North Hennepin Community College
Comp. 1111, English I
Final Thesis Paper
© Julie Bushnell
Equal Pay for Women
by
Julie Bushnell
According to Frances C. Hutner in
Equal Pay for Comparable Worth,
"As more and more women support themselves and their families and look forward with concern to what they are going to live on in their old age, they see sex-based wage discrimination as a serious
problem"
(vii).
Women deserve equal pay for work. This is true for the following reasons:
first, it is sex discrimination to pay women less, just because they are women.
Second, their careers and pay scales are just as important to them as such
things are to men.
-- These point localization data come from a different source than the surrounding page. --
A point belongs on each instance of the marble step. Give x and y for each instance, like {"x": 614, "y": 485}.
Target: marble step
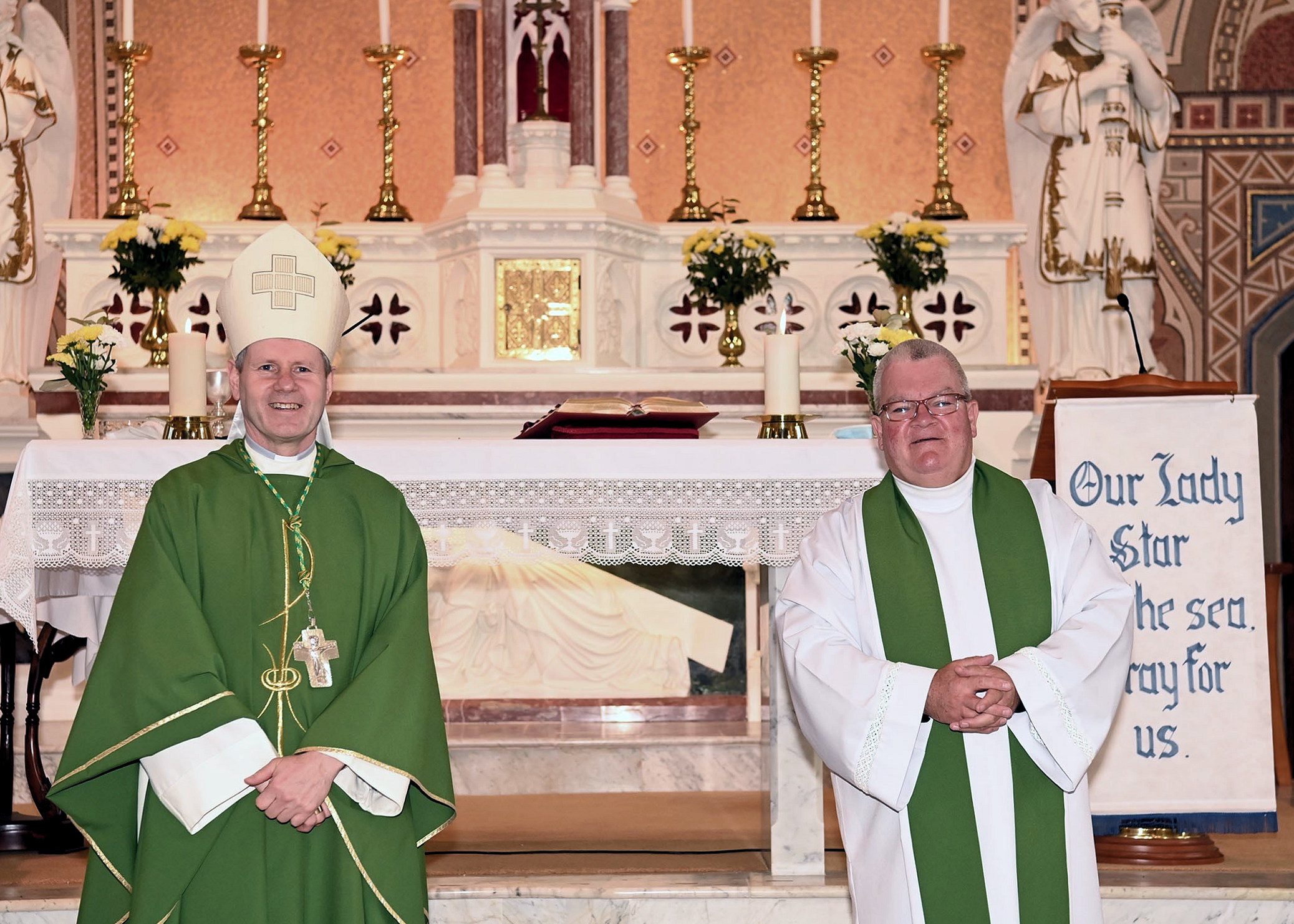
{"x": 550, "y": 758}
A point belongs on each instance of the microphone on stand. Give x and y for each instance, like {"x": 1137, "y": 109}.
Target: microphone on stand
{"x": 1124, "y": 303}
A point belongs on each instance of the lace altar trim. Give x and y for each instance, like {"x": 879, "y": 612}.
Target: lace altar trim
{"x": 1066, "y": 713}
{"x": 872, "y": 742}
{"x": 91, "y": 524}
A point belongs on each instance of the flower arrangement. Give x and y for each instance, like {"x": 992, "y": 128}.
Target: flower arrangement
{"x": 340, "y": 251}
{"x": 85, "y": 359}
{"x": 153, "y": 253}
{"x": 865, "y": 345}
{"x": 907, "y": 251}
{"x": 730, "y": 267}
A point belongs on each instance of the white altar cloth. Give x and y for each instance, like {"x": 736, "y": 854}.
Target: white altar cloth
{"x": 75, "y": 506}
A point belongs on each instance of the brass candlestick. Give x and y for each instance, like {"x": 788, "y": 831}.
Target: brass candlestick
{"x": 816, "y": 208}
{"x": 687, "y": 60}
{"x": 179, "y": 427}
{"x": 262, "y": 206}
{"x": 128, "y": 202}
{"x": 389, "y": 208}
{"x": 783, "y": 426}
{"x": 942, "y": 206}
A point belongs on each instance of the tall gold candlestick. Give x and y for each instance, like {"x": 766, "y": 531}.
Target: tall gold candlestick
{"x": 942, "y": 206}
{"x": 126, "y": 54}
{"x": 687, "y": 60}
{"x": 816, "y": 206}
{"x": 389, "y": 208}
{"x": 262, "y": 206}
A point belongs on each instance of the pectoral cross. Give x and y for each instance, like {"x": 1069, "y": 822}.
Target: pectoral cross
{"x": 316, "y": 652}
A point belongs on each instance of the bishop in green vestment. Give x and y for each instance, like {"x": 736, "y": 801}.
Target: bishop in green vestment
{"x": 261, "y": 739}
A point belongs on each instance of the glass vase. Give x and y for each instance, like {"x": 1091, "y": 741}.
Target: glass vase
{"x": 89, "y": 404}
{"x": 731, "y": 344}
{"x": 904, "y": 309}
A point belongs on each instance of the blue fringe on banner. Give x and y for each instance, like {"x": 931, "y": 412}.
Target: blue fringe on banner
{"x": 1205, "y": 822}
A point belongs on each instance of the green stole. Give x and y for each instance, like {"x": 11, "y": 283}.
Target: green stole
{"x": 941, "y": 816}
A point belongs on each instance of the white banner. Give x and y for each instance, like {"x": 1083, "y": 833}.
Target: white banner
{"x": 1171, "y": 487}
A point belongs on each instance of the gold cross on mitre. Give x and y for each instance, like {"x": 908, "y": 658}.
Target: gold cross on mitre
{"x": 316, "y": 652}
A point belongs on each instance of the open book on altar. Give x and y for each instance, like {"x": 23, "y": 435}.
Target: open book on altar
{"x": 614, "y": 417}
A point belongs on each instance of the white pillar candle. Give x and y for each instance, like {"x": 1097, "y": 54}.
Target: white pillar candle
{"x": 782, "y": 374}
{"x": 186, "y": 357}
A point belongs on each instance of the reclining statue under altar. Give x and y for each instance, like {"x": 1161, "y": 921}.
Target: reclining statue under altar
{"x": 1088, "y": 125}
{"x": 548, "y": 627}
{"x": 38, "y": 158}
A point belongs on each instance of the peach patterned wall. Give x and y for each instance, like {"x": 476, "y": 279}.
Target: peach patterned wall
{"x": 196, "y": 100}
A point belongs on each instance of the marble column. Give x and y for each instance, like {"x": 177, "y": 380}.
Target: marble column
{"x": 584, "y": 173}
{"x": 465, "y": 96}
{"x": 616, "y": 89}
{"x": 495, "y": 16}
{"x": 791, "y": 769}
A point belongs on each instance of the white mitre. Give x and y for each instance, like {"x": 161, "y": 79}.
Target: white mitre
{"x": 282, "y": 286}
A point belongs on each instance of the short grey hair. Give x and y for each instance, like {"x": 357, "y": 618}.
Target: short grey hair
{"x": 917, "y": 351}
{"x": 243, "y": 356}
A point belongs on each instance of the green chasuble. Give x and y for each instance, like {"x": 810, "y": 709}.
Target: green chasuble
{"x": 910, "y": 611}
{"x": 197, "y": 638}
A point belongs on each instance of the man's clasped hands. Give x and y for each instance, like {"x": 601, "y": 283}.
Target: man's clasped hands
{"x": 957, "y": 702}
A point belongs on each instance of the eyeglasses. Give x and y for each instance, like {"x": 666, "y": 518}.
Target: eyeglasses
{"x": 940, "y": 405}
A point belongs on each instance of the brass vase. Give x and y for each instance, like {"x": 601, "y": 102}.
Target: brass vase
{"x": 904, "y": 309}
{"x": 731, "y": 344}
{"x": 154, "y": 334}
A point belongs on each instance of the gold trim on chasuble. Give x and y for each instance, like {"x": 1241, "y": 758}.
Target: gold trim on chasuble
{"x": 281, "y": 678}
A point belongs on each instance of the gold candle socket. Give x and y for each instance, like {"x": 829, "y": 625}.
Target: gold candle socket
{"x": 179, "y": 427}
{"x": 783, "y": 426}
{"x": 816, "y": 206}
{"x": 389, "y": 208}
{"x": 126, "y": 54}
{"x": 687, "y": 60}
{"x": 942, "y": 206}
{"x": 262, "y": 206}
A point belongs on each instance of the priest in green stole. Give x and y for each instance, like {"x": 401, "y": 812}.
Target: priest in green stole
{"x": 957, "y": 645}
{"x": 261, "y": 739}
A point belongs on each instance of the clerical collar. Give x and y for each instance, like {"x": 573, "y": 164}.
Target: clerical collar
{"x": 273, "y": 464}
{"x": 939, "y": 500}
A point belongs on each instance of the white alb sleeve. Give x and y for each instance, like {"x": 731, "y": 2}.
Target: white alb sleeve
{"x": 200, "y": 778}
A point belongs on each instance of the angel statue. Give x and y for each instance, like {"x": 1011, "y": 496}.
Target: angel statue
{"x": 36, "y": 179}
{"x": 1089, "y": 109}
And third, many women are single parents and the sole breadwinners in their
families.
Sexual Discrimination
First, it is sex discrimination to pay women less,
just because they are women.
Two federal laws and an executive order deal with sex discrimination in compensation.
The first law is the Equal Pay Act of 1963, an amendment to the Fair Labor Standards Act of 1938.
The Equal Pay Act requires that employers pay the same wage to men and women workers doing equal work.
According to Hutner, the act defines "equal work" as "jobs the performance of which requires equal skill, effort and responsibility, and which are performed under similar working conditions"
(13). Women who perform work similar to that of men must be paid the same
amount.
Hutner explains, "'The courts have interpreted this to mean that jobs should be substantially
identical, though they may have different titles, such as janitor and maid, or nurse's aid and orderly (House Hearings 17).
The act provides employers with four affirmative defenses for payments that are not equal-seniority, merit, differences in quantity or quality of production, and 'a differential based on any other factor other than sex'" (13).
The law is fairly clear in banning similar-job discrimination against women.
The second law is Title VII of the Civil Rights Act of 1964, as amended by the Bennett Amendment.
Title VII is a much broader law than the Equal Pay Act. It prohibits not only discrimination in compensation, but also all types of discrimination in the terms of employment.
It includes discrimination based on race, color, religion, and national origin, as well as sex discrimination.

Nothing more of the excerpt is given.